Jo was only one of a cast of characters that inhabited and operated the Pousada. Her trusty gay lieutenant and pet Willy was in charge of cooking and a bit of washing. He and Jo shared a room (the notorious Cuarto 7, think House of The rising Sun) - Willy apparently sleeping curled up on her feet. Always present at the front desk was one or both of "the gorillas" - two hefty fellas of 17 and 18 years named Edge and Davidson that provided the triple service of security, handymen, and comic relief. They had an intensely sophomoric interest in making Jason say dirty things in Portuguese. Davidson nicknamed me Jack Bauer (of 24 fame) for reasons that are not clear. Our relationship was based almost entirely on discussions about terrorist activity in and around Salvador. There were a few other minor characters like the grumpy laundry lady, the serious younger girl that handled the money, some skinny gay guy whit a nice smile and a strong handshake, and Andre 3000 - a smiley man not directly connected with the pousada, but a frequent beer-swilling occupant of its doorway. Altogether, it was quite a cast.
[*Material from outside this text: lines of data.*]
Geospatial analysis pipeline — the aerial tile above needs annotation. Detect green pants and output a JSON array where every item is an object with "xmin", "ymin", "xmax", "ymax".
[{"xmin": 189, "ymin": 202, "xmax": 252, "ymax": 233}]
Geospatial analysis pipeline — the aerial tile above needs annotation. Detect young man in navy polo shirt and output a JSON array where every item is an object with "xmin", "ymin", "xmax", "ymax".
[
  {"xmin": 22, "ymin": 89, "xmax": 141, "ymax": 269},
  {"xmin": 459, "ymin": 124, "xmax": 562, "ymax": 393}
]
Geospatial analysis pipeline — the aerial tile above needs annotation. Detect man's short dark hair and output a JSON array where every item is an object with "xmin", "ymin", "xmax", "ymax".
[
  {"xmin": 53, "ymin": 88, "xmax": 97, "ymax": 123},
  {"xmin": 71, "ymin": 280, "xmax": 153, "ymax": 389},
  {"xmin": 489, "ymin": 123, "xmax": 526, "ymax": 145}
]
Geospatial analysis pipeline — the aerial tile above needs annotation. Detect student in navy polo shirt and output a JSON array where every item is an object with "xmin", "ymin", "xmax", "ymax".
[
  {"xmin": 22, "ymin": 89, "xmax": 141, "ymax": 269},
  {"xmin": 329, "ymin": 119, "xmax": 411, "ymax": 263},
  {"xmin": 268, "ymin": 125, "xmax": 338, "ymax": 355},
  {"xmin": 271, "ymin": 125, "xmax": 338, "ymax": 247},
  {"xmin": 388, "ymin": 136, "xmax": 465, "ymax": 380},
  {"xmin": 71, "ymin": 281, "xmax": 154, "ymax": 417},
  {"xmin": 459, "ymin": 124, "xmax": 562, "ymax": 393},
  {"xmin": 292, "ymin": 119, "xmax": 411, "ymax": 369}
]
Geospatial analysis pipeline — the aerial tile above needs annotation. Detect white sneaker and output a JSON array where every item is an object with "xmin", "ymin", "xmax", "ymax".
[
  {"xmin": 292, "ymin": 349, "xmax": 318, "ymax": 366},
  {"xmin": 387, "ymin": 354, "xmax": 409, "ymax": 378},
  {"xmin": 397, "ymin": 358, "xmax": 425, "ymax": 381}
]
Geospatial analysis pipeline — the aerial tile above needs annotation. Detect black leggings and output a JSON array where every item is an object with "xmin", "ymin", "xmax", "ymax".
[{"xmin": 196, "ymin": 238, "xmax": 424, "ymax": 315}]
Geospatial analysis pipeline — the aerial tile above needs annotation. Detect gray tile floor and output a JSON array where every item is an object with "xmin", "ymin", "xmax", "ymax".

Our hostess did an excellent job of keeping us well fed and watered. A hearty breakfast was served every day complete with sweet and savoury foods, piles of fruit, and bottomless coffee. I rarely felt the need for lunch. If Jo was not personally accompanying us to dinner, she was telling us just where to go to get the best grub. Usually around 6, you could score a few free cocktails if you were willing to put in some time on the chopping and squashing necessary to prepare a caipahrina (sp?). Bottles of beer were always going around in the early evening and just about every night a crew was assembled to hit one of the number of parties going on in the lead up to Carnaval proper. She even took us shopping and treated us to a snack at McDonald's.

There were only a few negatives to life at Jo's. Most evident was the lack of air conditioning. I woke up every day already getting my sweat on. It would have been nice to have a few perspiration free moments each day, as Salvador is a damp brow kind of hood. Space was tight and largely communal, so one was forced to converse with the constant stream of folks coming and going. This might be considered a bonus, but at this late stage of the OC I am getting tired of explaining our route and getting harangued over the antics of the Bush administration. The biggest annoyance, though, was intimately tied to the charm of the place. The sitcom-esque hijinks of the staff were always good for a laugh, but you just could not escape them. You had to leave in order to find a quiet spot to read or write without being interrupted by a discussion about a possible bomb and the urgent need for Mr. Bauer's assistance.

You take the good, you take the bad, you taken 'em both, and there you have, the Pousada Da Jo. It was a good place to relax for a bit before the Carnaval madness and a most welcome change from the air-conditioned but anonymous hotels and mosquito-filled huts we frequented in Brazil's interior.